If a baby is found on a church's doorstep that is hardly strange. If a baby is found in a graveyard, gurgling happily in the shade of a headstone on a summer's day, well that is quite unusual, a good story that hardly anyone will believe. Who, you would wonder, would leave a baby in such a place, and lucky that it was found in time.

If a baby is found in a monastery, left to lie amongst the hydrangeas in the garden unattended, well that is inexplicable. The sort of inexplicable that would be gossiped about for months.

If you were to examine these babies closely, you would see that there is something strange about the basket they were found in, or the blankets, or the clothes, something off. The wicker wouldn't quite look like real wicker, the cloth not like real cloth, not like a thing made of stuff that was once another thing, woven by human hands, there's something too uniform, not quite real, as though the basket or the blankets, or the clothes have only ever existed to look like what they are. But why would you examine these things so closely? And in any case, they always go missing before long.
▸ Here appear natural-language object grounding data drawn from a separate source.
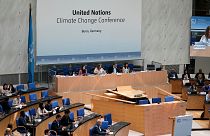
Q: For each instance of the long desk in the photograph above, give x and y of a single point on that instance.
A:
(39, 127)
(95, 82)
(85, 125)
(150, 119)
(120, 129)
(26, 93)
(14, 113)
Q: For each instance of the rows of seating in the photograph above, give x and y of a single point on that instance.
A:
(157, 100)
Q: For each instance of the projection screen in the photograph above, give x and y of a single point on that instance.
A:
(70, 31)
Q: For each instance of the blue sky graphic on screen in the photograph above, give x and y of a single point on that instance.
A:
(86, 31)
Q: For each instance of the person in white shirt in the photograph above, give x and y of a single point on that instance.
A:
(205, 39)
(99, 70)
(126, 69)
(41, 111)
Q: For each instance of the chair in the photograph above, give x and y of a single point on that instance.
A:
(91, 131)
(81, 112)
(44, 94)
(66, 101)
(143, 102)
(1, 109)
(23, 99)
(20, 87)
(55, 104)
(104, 124)
(31, 86)
(32, 112)
(10, 102)
(156, 100)
(71, 115)
(108, 117)
(169, 98)
(20, 129)
(33, 97)
(49, 125)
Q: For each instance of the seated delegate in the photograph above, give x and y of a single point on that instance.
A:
(97, 130)
(113, 69)
(99, 70)
(200, 78)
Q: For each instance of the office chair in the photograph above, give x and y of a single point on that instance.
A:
(20, 87)
(44, 94)
(32, 112)
(10, 102)
(55, 104)
(91, 131)
(71, 115)
(169, 98)
(156, 100)
(23, 99)
(140, 102)
(66, 101)
(32, 97)
(81, 112)
(31, 86)
(108, 117)
(104, 124)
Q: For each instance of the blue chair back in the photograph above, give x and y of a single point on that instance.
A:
(104, 124)
(20, 87)
(55, 104)
(91, 131)
(10, 101)
(49, 125)
(108, 117)
(71, 115)
(31, 86)
(1, 109)
(23, 99)
(81, 112)
(33, 97)
(169, 98)
(143, 102)
(66, 101)
(32, 112)
(156, 100)
(44, 94)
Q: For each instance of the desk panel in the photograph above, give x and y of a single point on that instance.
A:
(95, 82)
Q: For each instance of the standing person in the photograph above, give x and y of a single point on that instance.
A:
(83, 71)
(205, 39)
(200, 77)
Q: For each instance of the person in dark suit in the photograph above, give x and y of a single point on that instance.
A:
(23, 119)
(200, 78)
(66, 121)
(56, 125)
(113, 69)
(97, 130)
(172, 74)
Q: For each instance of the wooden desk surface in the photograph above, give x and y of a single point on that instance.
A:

It might be harder to miss if a baby should chance to be found on the cold stone of a church doorstep with only the thinnest of blankets to protect it from the chill one frigid February morning. It would be impossible not to take notice if such a baby shows no sign of frostbite, seems hardly bothered by the cold. That such a child should survive at all would be a miracle. But then, a church doorstep is just the place for miracles.

Abandoned babies are not matters of historical note, regardless of how unlikely the circumstances of their finding might be. Such a baby might be found at any given monastery or church or cemetery once or twice in a century, and such children might be given to good homes and grow up quietly and hardly anyone would think anything of it.